Qatar Airways Chief Suggests Brexit Factor in London Heathrow Issues
Qatar Airways CEO Akbar Al Baker has made the implication that the UK’s departure from the EU, or Brexit, may be a contributing factor in the staffing-related operational woes at its airports this summer.
“Another mistake is, with Brexit, there are certain professions that cannot be done by non-British. These are the kind of works that were being done by people who were coming from the continent,” Al Baker said at the Farnborough Air Show in the UK on July 19.
While he declined to directly attribute the operational constraints at London’s Heathrow and Gatwick airports to Brexit, the implication was that the UK’s leaving the EU in 2020 has contributed to the labor challenges many industries face in the country, and around the world. People who would otherwise work at truck drivers or tug operators at airports can find better paying jobs in other sectors that also do not require a several-month long security clearance process, said Al Baker.
Ryanair chief Michael O’Leary made a similar statement in May. He described the UK labor market as “very challenged” and “inflexible” as a result of Brexit, and warned that this could result in flight cancellations and delays this summer.
London Heathrow, the UK’s busiest airport and one of the largest European hubs, capped numbers at 100,000 passengers a day earlier in July. The restrictions, which airport CEO John Holland-Kaye said was to protect flights for the “vast majority of passengers” and give them “confidence” in a reliable journey, will continue into September. The move followed a cap on the number of flights at Gatwick airport in June that extends through August.

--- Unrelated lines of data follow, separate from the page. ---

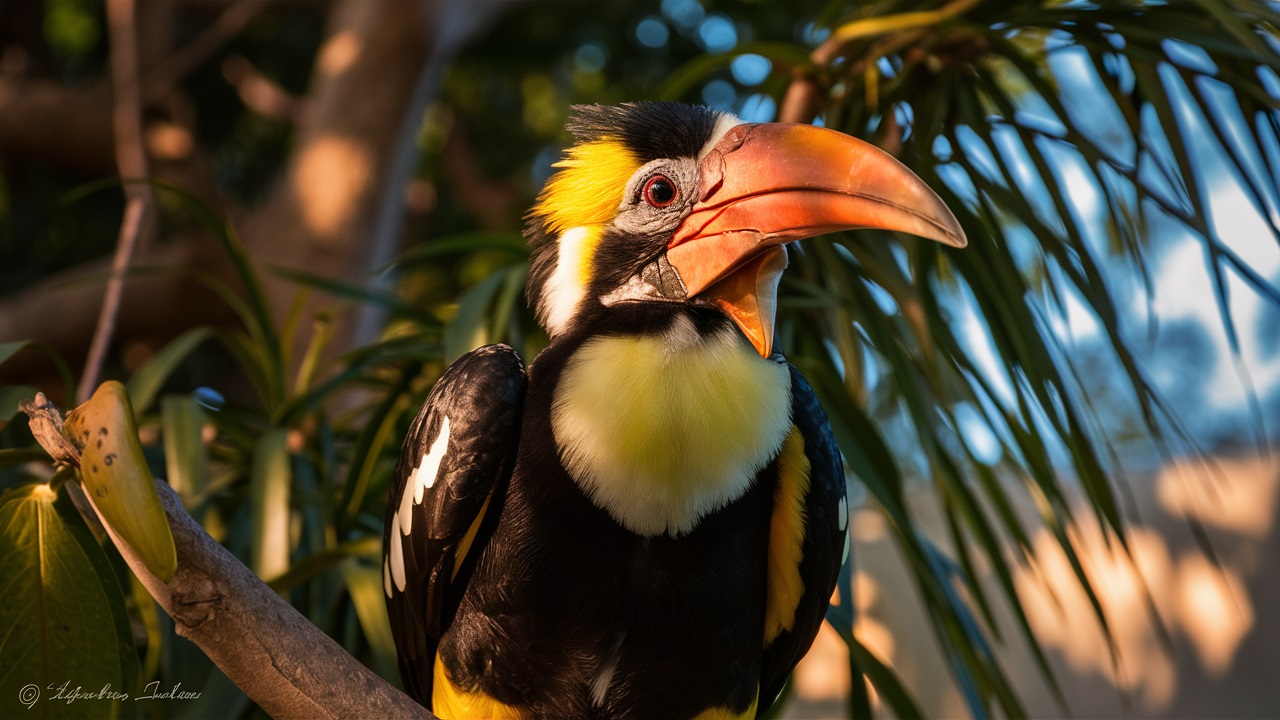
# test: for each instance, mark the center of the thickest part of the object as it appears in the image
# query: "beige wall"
(1224, 625)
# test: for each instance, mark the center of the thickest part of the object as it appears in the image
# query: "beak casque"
(767, 185)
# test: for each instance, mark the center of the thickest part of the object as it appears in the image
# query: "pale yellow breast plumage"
(662, 429)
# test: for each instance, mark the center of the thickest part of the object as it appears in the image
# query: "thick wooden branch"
(268, 648)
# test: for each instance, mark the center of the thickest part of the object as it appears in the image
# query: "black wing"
(444, 500)
(824, 529)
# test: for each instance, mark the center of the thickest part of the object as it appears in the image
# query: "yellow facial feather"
(588, 188)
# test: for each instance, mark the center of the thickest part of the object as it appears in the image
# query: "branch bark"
(280, 660)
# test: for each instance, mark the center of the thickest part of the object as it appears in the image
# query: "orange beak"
(767, 185)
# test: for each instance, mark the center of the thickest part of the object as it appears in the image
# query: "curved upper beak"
(767, 185)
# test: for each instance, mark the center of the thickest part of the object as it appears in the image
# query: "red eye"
(659, 191)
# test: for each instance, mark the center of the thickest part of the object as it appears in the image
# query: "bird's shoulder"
(808, 537)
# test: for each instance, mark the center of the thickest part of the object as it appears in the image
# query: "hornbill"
(648, 523)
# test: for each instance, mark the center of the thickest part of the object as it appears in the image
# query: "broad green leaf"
(65, 627)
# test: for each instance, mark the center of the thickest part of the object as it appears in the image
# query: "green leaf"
(117, 478)
(470, 328)
(146, 383)
(270, 486)
(63, 614)
(182, 423)
(10, 349)
(365, 586)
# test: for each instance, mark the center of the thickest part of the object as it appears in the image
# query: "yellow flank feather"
(786, 538)
(460, 554)
(588, 188)
(661, 431)
(453, 703)
(726, 714)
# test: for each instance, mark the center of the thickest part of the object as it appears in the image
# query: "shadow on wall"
(1225, 641)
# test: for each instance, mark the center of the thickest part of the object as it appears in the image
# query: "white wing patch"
(387, 573)
(423, 478)
(397, 560)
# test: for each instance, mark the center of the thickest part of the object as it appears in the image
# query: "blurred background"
(1059, 440)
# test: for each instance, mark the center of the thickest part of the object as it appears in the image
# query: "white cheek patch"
(423, 477)
(723, 124)
(565, 290)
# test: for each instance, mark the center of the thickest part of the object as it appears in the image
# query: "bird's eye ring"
(659, 191)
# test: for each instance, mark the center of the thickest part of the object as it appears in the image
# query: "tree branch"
(280, 660)
(266, 647)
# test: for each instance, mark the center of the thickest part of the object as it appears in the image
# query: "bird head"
(670, 203)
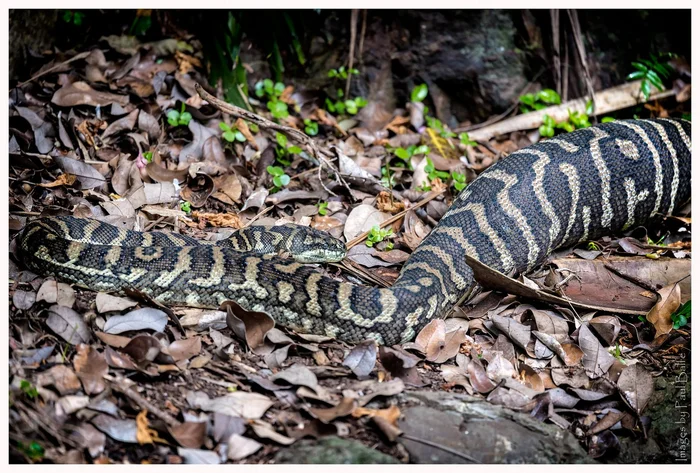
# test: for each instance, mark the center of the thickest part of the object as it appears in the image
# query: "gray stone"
(456, 428)
(331, 450)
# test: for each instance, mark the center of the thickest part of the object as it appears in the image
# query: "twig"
(444, 448)
(353, 38)
(296, 135)
(362, 34)
(581, 49)
(606, 101)
(141, 401)
(258, 215)
(361, 237)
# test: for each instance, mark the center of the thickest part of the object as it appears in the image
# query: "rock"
(331, 450)
(473, 430)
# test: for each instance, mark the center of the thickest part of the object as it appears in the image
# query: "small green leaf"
(402, 153)
(419, 93)
(549, 96)
(275, 170)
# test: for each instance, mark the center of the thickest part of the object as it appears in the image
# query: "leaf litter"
(232, 386)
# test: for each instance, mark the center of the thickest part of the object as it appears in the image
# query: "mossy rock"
(331, 450)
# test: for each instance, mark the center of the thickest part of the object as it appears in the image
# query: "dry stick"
(296, 135)
(360, 238)
(362, 34)
(353, 37)
(82, 55)
(556, 47)
(142, 402)
(578, 41)
(606, 101)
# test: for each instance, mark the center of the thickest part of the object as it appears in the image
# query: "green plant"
(284, 150)
(681, 316)
(376, 235)
(279, 178)
(433, 173)
(310, 127)
(142, 23)
(465, 140)
(651, 71)
(341, 106)
(29, 389)
(231, 133)
(459, 180)
(342, 73)
(176, 118)
(538, 101)
(419, 93)
(34, 451)
(405, 154)
(74, 17)
(273, 91)
(593, 246)
(387, 179)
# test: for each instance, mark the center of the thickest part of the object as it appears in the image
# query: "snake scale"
(556, 193)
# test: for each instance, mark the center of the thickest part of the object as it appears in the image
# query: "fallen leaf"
(91, 366)
(660, 314)
(636, 386)
(88, 176)
(240, 447)
(108, 303)
(189, 434)
(362, 358)
(68, 324)
(237, 404)
(139, 319)
(80, 93)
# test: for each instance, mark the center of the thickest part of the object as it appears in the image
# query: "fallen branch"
(606, 101)
(300, 137)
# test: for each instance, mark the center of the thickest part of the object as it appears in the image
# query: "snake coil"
(556, 193)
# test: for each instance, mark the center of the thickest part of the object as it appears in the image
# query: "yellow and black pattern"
(579, 186)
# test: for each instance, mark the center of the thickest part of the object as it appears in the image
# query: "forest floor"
(122, 135)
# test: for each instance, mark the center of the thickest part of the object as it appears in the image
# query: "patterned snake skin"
(561, 191)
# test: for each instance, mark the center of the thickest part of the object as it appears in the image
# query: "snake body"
(556, 193)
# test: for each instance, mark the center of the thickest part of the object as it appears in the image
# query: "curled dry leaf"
(80, 93)
(361, 219)
(240, 447)
(56, 293)
(362, 358)
(248, 325)
(636, 386)
(189, 434)
(91, 366)
(400, 364)
(61, 377)
(88, 176)
(143, 348)
(139, 319)
(607, 326)
(236, 404)
(108, 303)
(344, 408)
(596, 358)
(660, 314)
(68, 324)
(185, 349)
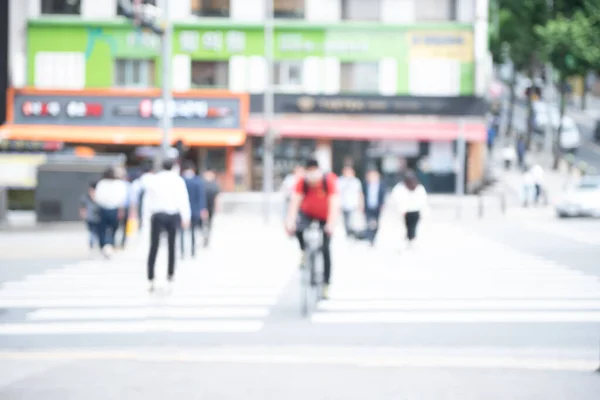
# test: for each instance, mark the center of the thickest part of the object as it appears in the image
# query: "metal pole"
(167, 97)
(549, 89)
(460, 170)
(268, 109)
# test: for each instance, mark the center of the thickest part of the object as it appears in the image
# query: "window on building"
(120, 9)
(360, 10)
(287, 76)
(288, 8)
(214, 74)
(72, 7)
(435, 10)
(361, 77)
(134, 73)
(211, 8)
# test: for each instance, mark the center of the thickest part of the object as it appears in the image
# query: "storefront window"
(64, 7)
(210, 74)
(288, 153)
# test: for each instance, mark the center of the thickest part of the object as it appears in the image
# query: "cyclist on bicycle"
(315, 198)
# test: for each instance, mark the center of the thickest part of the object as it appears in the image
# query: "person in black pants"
(374, 195)
(212, 190)
(167, 200)
(197, 197)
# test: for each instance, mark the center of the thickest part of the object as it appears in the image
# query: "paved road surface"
(470, 309)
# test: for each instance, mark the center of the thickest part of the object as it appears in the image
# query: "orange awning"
(121, 135)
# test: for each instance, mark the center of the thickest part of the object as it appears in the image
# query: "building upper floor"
(444, 58)
(386, 11)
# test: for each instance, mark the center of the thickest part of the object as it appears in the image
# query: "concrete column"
(388, 77)
(323, 10)
(94, 9)
(238, 73)
(248, 10)
(398, 11)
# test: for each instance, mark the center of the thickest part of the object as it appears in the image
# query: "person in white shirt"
(289, 183)
(537, 173)
(136, 202)
(111, 196)
(411, 198)
(351, 197)
(167, 202)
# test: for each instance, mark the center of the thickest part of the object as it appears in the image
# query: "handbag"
(131, 227)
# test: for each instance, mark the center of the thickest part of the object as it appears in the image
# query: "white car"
(581, 200)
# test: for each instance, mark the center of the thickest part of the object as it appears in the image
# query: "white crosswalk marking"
(480, 281)
(221, 291)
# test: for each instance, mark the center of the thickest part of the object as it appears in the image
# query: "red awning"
(372, 129)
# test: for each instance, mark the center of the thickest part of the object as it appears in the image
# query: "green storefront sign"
(218, 40)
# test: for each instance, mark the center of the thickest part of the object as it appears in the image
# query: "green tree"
(519, 32)
(567, 48)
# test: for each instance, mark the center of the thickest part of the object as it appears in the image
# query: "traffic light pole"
(268, 156)
(167, 96)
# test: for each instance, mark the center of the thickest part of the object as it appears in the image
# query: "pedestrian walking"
(411, 199)
(351, 198)
(374, 195)
(212, 201)
(167, 201)
(111, 197)
(289, 184)
(537, 174)
(121, 173)
(197, 197)
(136, 201)
(89, 211)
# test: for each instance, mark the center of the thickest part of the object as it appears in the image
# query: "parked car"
(581, 200)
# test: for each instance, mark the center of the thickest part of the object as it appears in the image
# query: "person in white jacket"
(111, 196)
(411, 199)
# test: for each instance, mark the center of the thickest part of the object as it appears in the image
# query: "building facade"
(412, 72)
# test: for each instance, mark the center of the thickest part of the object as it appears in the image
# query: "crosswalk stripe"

Holland-Kaye attributed the limits to understaffed ground handling operations at the airport.
“It’s having a huge financial impact on airlines,” Al Baker said of the Heathrow cap, as well as those at other airports around Europe. To be fair, it’s not just a Heathrow issue, Amsterdam and Frankfurt have also restricted capacity to ease operational issues this summer. Staffing issues have impacted airline operations in Australia, Canada, and the U.S. as well.
Qatar Airways reduced capacity at Heathrow by 30-40 percent following the introduction the cap, Al Baker said. It is achieving that by both capping the number of passengers on flights, as well as pulling down its schedule. He added that the short notice that airlines were given to reduce capacity — they were expected to meet the caps within days of the airport’s notice — into the airport was “very difficult.”
That short notice period could also trigger financial penalties for airlines. Under the EU 261 passenger protection guidelines, which were adopted by the UK following Brexit, airlines must reimburse as well as compensate travelers for flights cancelled at the last minute and for lengthy delays.
“If one of our flights doesn’t operate and we break the rules as they are, we’re upwards of paying €600 ($615) to every passenger,” Emirates President Tim Clark said of EU 261 on July 18. The impact on airlines can be “enormous,” he added.
Emirates publicly objected to Heathrow’s capacity restrictions, in a move that resulted in a deal on capacity limits a day later. The airline continues to operate its six daily Dubai-Heathrow flights but has suspended new bookings through mid-August, and is helping support Heathrow with ground staffing with its ground services subsidiary Dnata.
The current situation at Heathrow has Qatar Airways considering expanding its ground handling unit, Qatar Aviation Services, to the UK, Al Baker said. Such a move, however, would not provide relief to the immediate operational disruptions.
Al Baker declined to comment on when the current capacity restrictions and operational issues airlines face in Europe will end. However, he suggested that it could take as long as the hiring process for new staff takes, which can be up to six months in the UK.